Don't recall "8 turned side ways" equaling 8366029884 miles. Plus it is still making its journey, go! go! Voyager 1.
posted by thomcatspike at 2:33 PM on November 5, 2003


Johnny -- I was being flip, but that's actually very interesting, thanks. I think I'm gonna go turn on the tap and make a solar system!
posted by nickmark at 3:01 PM on November 5, 2003


Bentpenguin -- Are you CKW over on slashdot, or did you just copy his/her post?
posted by crawl at 4:02 PM on November 5, 2003


Return to the creator? Pah! Everybody knows that was Voyager 6. You know, NASA had better pull their finger out and build a few more, or we're gonna have one seriously messed-up space-time continuum pretty soon...
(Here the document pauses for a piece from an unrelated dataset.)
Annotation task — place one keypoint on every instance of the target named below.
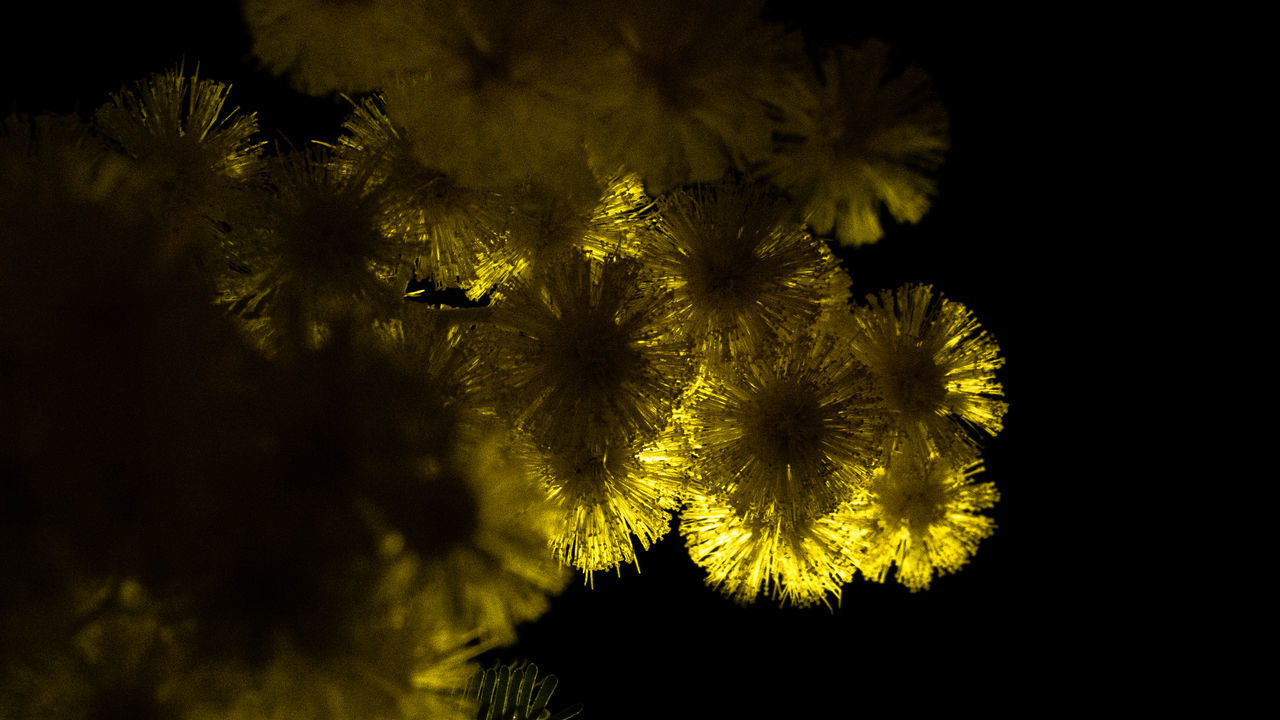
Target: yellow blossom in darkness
(868, 139)
(933, 364)
(922, 515)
(No, not a Trekker, honest. No, really.)
posted by kaemaril at 4:52 PM on November 5, 2003


[this is good excellent]

the probe would be 1.5 mm away.
My head hurts just thinking about this.
posted by dg at 10:03 PM on November 5, 2003


What a pity the word "awesome" has been so overly used in recent times, for here are some things worthy of the word. The distance Voyager has traveled and the achievement of getting it there, and the relative closeness compared to interstellar distance. And yes, the post. AWESOME.
posted by Goofyy at 10:57 PM on November 5, 2003


[this is tasty!]

Thanks for a well-constructed and interesting fpp!